In the years immediately preceding her hiring by the DMA, Woolley ran LegisLaw, a public affairs and government relations consulting firm that she founded in 1999. LegisLaw specialized in lobbying, particularly in the tax and trade areas. Woolley’s clients included Fortune 500 companies and trade associations from industries such as transportation, manufacturing, chemicals, healthcare, energy, building materials, banking and defense.
She also has firsthand DM experience. “I used direct marketing myself to market my firm,” she says. “When we had new product lines and services, we used mail and the Internet.”
When asked what she believes are the DMA’s greatest challenges, Woolley says: “If you’re talking legislatively, the biggest would be the proposed limits on behavioral marketing. We’re doing strategic planning to make sure we’re poised to deal with [such] issues when the new administration and Congress [begin their terms in January].”
Woolley also says she’ll spend some of her energy beefing up the DMA’s political action committee. “Through PACs, people with like views can pool their resources to elect members of Congress who share their views. We plan to raise more money for our PAC.”
Part of her plan is simply to let DMA members know they have a PAC and that they can contribute. “Some of it is really basic stuff,” she says.
Another issue Woolley mentions is taxation — which, she points out, her consulting firm provided her the experience to confront: “Over the years, and especially during the last 10, I’ve worked a lot on tax issues for clients. I’ve worked closely with the House Ways and Means and Senate Finance Committees — the principal tax-writing committees in the U.S. Congress.”
Woolley adds that she has the contacts necessary to get audiences with the right people in Washington. “Absolutely — yes, I’ve got the contacts. I’ve spent close to 35 years in Washington. I think that’s one of the things I bring to the job, a great deal of connections in lots of diverse groups and industries that maybe the DMA hasn’t had so far.”

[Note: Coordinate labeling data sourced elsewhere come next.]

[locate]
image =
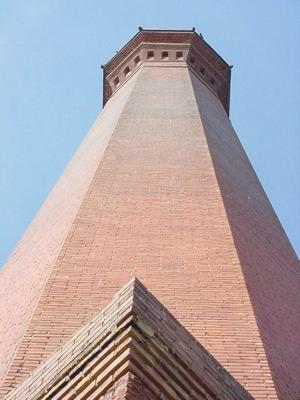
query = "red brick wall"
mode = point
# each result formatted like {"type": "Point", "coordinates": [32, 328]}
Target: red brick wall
{"type": "Point", "coordinates": [23, 278]}
{"type": "Point", "coordinates": [129, 387]}
{"type": "Point", "coordinates": [154, 210]}
{"type": "Point", "coordinates": [268, 261]}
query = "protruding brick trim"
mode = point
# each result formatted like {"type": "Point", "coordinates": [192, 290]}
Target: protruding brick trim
{"type": "Point", "coordinates": [181, 47]}
{"type": "Point", "coordinates": [134, 334]}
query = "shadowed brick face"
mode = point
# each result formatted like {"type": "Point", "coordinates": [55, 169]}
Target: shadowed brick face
{"type": "Point", "coordinates": [161, 189]}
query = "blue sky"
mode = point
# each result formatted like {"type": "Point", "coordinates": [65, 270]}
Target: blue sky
{"type": "Point", "coordinates": [51, 89]}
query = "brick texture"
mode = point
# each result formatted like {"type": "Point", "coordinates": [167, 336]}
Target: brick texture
{"type": "Point", "coordinates": [174, 201]}
{"type": "Point", "coordinates": [129, 387]}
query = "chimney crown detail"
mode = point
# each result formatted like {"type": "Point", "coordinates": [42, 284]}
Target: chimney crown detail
{"type": "Point", "coordinates": [177, 48]}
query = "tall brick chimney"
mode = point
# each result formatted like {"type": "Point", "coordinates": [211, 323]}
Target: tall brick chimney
{"type": "Point", "coordinates": [162, 190]}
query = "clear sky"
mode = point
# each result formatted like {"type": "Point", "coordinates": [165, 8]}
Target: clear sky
{"type": "Point", "coordinates": [51, 89]}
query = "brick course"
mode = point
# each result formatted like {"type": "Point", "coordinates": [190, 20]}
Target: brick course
{"type": "Point", "coordinates": [173, 200]}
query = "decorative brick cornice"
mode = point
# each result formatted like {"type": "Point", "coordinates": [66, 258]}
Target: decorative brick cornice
{"type": "Point", "coordinates": [168, 48]}
{"type": "Point", "coordinates": [133, 335]}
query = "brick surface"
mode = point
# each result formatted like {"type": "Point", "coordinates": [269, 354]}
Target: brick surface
{"type": "Point", "coordinates": [175, 202]}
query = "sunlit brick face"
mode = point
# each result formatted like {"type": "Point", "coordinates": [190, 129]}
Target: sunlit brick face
{"type": "Point", "coordinates": [161, 189]}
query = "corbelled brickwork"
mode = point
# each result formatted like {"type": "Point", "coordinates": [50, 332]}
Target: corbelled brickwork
{"type": "Point", "coordinates": [134, 347]}
{"type": "Point", "coordinates": [161, 189]}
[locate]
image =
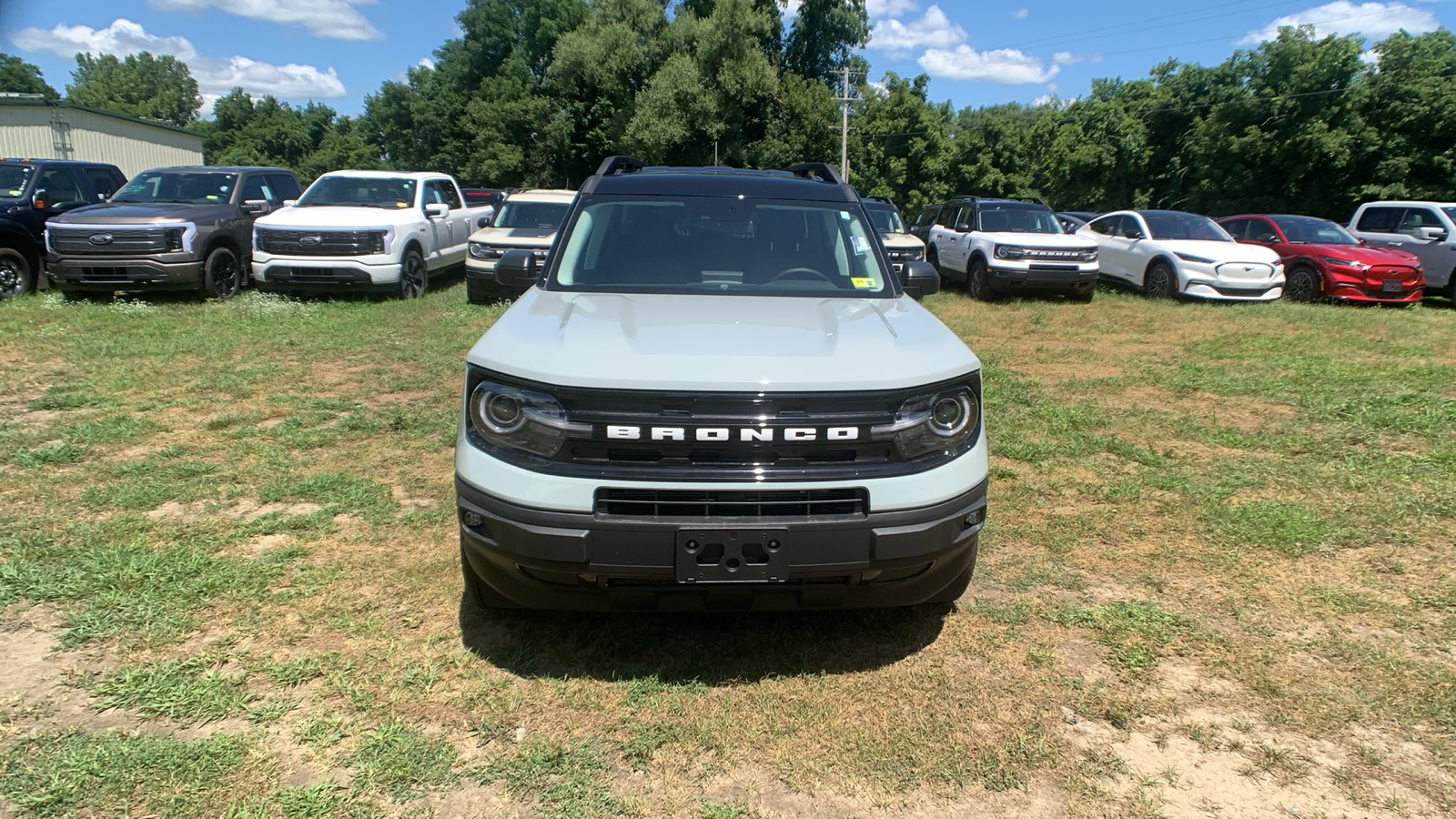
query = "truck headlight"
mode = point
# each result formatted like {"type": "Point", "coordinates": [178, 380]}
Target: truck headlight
{"type": "Point", "coordinates": [929, 423]}
{"type": "Point", "coordinates": [521, 419]}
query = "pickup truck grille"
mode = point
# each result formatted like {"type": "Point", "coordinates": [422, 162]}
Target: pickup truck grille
{"type": "Point", "coordinates": [106, 242]}
{"type": "Point", "coordinates": [319, 242]}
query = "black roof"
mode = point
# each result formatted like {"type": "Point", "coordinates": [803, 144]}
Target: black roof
{"type": "Point", "coordinates": [808, 181]}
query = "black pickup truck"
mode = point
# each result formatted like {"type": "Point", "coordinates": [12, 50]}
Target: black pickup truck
{"type": "Point", "coordinates": [33, 191]}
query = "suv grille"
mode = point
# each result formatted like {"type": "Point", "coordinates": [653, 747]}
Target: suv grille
{"type": "Point", "coordinates": [319, 242]}
{"type": "Point", "coordinates": [733, 503]}
{"type": "Point", "coordinates": [106, 242]}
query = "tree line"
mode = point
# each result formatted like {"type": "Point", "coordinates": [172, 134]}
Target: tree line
{"type": "Point", "coordinates": [536, 92]}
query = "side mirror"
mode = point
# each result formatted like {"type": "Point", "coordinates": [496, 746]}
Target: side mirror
{"type": "Point", "coordinates": [917, 280]}
{"type": "Point", "coordinates": [516, 270]}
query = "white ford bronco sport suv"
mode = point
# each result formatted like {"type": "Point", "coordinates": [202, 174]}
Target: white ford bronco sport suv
{"type": "Point", "coordinates": [1001, 245]}
{"type": "Point", "coordinates": [368, 230]}
{"type": "Point", "coordinates": [526, 222]}
{"type": "Point", "coordinates": [715, 394]}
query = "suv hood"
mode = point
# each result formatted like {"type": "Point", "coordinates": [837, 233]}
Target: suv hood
{"type": "Point", "coordinates": [145, 213]}
{"type": "Point", "coordinates": [721, 343]}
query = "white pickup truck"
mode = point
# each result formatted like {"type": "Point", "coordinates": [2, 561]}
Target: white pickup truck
{"type": "Point", "coordinates": [371, 230]}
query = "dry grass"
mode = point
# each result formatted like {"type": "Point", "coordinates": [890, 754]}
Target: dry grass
{"type": "Point", "coordinates": [1216, 581]}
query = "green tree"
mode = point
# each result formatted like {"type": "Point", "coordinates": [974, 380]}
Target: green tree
{"type": "Point", "coordinates": [18, 76]}
{"type": "Point", "coordinates": [142, 85]}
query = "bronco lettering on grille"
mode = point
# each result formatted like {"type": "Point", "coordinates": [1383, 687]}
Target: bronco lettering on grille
{"type": "Point", "coordinates": [797, 435]}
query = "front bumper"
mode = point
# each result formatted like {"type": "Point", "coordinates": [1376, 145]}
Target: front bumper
{"type": "Point", "coordinates": [594, 561]}
{"type": "Point", "coordinates": [123, 273]}
{"type": "Point", "coordinates": [325, 274]}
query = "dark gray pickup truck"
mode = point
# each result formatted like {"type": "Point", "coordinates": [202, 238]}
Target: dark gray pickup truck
{"type": "Point", "coordinates": [167, 229]}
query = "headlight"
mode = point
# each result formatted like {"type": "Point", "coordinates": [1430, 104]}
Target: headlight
{"type": "Point", "coordinates": [931, 423]}
{"type": "Point", "coordinates": [1343, 263]}
{"type": "Point", "coordinates": [521, 419]}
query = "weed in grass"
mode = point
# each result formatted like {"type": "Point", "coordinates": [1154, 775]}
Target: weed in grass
{"type": "Point", "coordinates": [567, 782]}
{"type": "Point", "coordinates": [189, 691]}
{"type": "Point", "coordinates": [73, 773]}
{"type": "Point", "coordinates": [400, 761]}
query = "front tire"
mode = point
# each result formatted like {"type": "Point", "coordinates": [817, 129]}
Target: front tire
{"type": "Point", "coordinates": [414, 278]}
{"type": "Point", "coordinates": [1159, 281]}
{"type": "Point", "coordinates": [222, 274]}
{"type": "Point", "coordinates": [16, 278]}
{"type": "Point", "coordinates": [1302, 285]}
{"type": "Point", "coordinates": [977, 281]}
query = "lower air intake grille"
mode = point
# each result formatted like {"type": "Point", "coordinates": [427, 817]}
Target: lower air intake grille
{"type": "Point", "coordinates": [733, 503]}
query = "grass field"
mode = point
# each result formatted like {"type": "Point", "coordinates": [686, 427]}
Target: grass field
{"type": "Point", "coordinates": [1216, 581]}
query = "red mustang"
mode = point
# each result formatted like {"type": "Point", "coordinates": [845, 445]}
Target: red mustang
{"type": "Point", "coordinates": [1322, 259]}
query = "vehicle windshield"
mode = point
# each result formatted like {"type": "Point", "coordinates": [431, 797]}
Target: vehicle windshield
{"type": "Point", "coordinates": [1309, 230]}
{"type": "Point", "coordinates": [188, 187]}
{"type": "Point", "coordinates": [360, 191]}
{"type": "Point", "coordinates": [720, 245]}
{"type": "Point", "coordinates": [1016, 217]}
{"type": "Point", "coordinates": [887, 219]}
{"type": "Point", "coordinates": [545, 216]}
{"type": "Point", "coordinates": [14, 179]}
{"type": "Point", "coordinates": [1184, 227]}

Another of Woolley’s attributes that the DMA can sorely use right now is the ability to speak environmentalists’ language. She began her career in the ’70s working on Capitol Hill for Paul Rogers, then the House Health and Environment Subcommittee’s chairman. Rogers, she says, wrote the first Clean Air Act and the first Safe Drinking Water Act.

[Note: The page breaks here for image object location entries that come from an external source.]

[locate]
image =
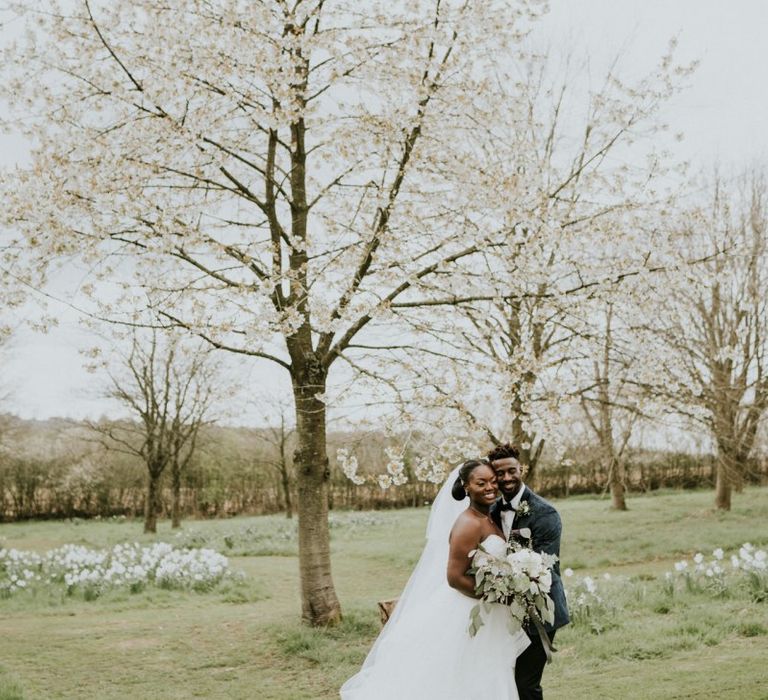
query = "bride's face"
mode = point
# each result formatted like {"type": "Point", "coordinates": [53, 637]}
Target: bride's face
{"type": "Point", "coordinates": [481, 486]}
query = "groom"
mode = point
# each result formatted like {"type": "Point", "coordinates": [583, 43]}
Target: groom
{"type": "Point", "coordinates": [516, 509]}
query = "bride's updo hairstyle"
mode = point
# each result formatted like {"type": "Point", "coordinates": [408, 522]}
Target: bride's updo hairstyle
{"type": "Point", "coordinates": [465, 471]}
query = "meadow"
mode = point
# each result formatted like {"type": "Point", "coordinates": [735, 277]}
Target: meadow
{"type": "Point", "coordinates": [637, 633]}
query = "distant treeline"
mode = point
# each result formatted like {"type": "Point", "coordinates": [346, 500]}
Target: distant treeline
{"type": "Point", "coordinates": [58, 469]}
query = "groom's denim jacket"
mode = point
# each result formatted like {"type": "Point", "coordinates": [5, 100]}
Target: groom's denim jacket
{"type": "Point", "coordinates": [544, 523]}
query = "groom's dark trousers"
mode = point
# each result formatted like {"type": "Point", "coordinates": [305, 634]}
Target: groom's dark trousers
{"type": "Point", "coordinates": [529, 668]}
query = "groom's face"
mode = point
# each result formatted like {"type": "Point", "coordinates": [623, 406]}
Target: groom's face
{"type": "Point", "coordinates": [509, 475]}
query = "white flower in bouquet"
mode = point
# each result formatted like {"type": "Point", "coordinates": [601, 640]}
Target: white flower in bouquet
{"type": "Point", "coordinates": [520, 579]}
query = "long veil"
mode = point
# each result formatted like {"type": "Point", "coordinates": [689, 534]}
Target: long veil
{"type": "Point", "coordinates": [427, 577]}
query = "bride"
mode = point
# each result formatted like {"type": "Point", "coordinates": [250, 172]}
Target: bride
{"type": "Point", "coordinates": [425, 649]}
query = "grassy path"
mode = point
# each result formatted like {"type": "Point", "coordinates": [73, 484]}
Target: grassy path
{"type": "Point", "coordinates": [246, 642]}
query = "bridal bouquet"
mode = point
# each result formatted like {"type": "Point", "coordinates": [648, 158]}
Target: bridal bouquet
{"type": "Point", "coordinates": [514, 576]}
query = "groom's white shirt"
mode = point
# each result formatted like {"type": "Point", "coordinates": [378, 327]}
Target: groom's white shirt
{"type": "Point", "coordinates": [508, 516]}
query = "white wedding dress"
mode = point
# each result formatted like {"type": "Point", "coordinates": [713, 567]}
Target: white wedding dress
{"type": "Point", "coordinates": [425, 651]}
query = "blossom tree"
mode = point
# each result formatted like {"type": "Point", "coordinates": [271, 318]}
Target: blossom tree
{"type": "Point", "coordinates": [582, 189]}
{"type": "Point", "coordinates": [273, 176]}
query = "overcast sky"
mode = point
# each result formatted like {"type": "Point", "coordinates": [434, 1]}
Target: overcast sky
{"type": "Point", "coordinates": [723, 113]}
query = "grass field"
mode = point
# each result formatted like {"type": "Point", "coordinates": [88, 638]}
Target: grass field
{"type": "Point", "coordinates": [244, 640]}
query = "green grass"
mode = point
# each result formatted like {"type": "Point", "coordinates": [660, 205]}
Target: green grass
{"type": "Point", "coordinates": [245, 640]}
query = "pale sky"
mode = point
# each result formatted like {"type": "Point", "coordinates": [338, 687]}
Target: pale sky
{"type": "Point", "coordinates": [723, 113]}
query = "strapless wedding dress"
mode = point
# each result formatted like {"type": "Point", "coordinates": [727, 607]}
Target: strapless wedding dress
{"type": "Point", "coordinates": [428, 654]}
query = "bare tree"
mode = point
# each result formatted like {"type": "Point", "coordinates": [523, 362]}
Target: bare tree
{"type": "Point", "coordinates": [278, 436]}
{"type": "Point", "coordinates": [609, 408]}
{"type": "Point", "coordinates": [168, 389]}
{"type": "Point", "coordinates": [715, 327]}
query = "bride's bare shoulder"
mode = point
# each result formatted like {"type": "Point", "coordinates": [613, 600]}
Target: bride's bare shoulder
{"type": "Point", "coordinates": [466, 527]}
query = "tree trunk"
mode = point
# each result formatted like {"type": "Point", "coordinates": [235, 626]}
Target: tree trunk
{"type": "Point", "coordinates": [286, 490]}
{"type": "Point", "coordinates": [617, 487]}
{"type": "Point", "coordinates": [319, 604]}
{"type": "Point", "coordinates": [176, 495]}
{"type": "Point", "coordinates": [722, 487]}
{"type": "Point", "coordinates": [151, 502]}
{"type": "Point", "coordinates": [724, 478]}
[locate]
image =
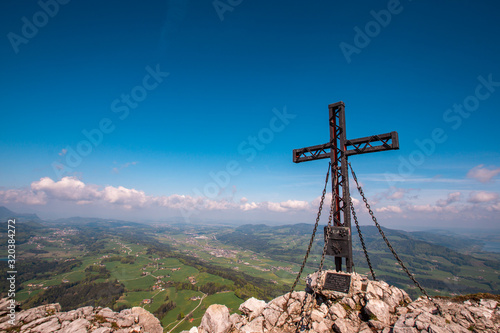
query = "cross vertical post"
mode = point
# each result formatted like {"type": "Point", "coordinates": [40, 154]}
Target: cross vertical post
{"type": "Point", "coordinates": [338, 237]}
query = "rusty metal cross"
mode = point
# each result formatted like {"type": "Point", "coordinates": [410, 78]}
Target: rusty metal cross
{"type": "Point", "coordinates": [338, 237]}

“My background is in environmental issues,” Woolley adds. “I also did a fair amount of graduate study in environmental sciences.”
She’s willing to speak to environmental groups such as Catalog Choice to see if there’s any middle ground. “I’m starting with the premise that my door’s open,” Woolley says. “There are advantages and disadvantages to being new, but one of the advantages is that you can start fresh and make those relationships, hear people out and [draw up] a game plan.”
DMers can only hope that along with her impressive string of credentials, Woolley has deep reserves of patience and stamina.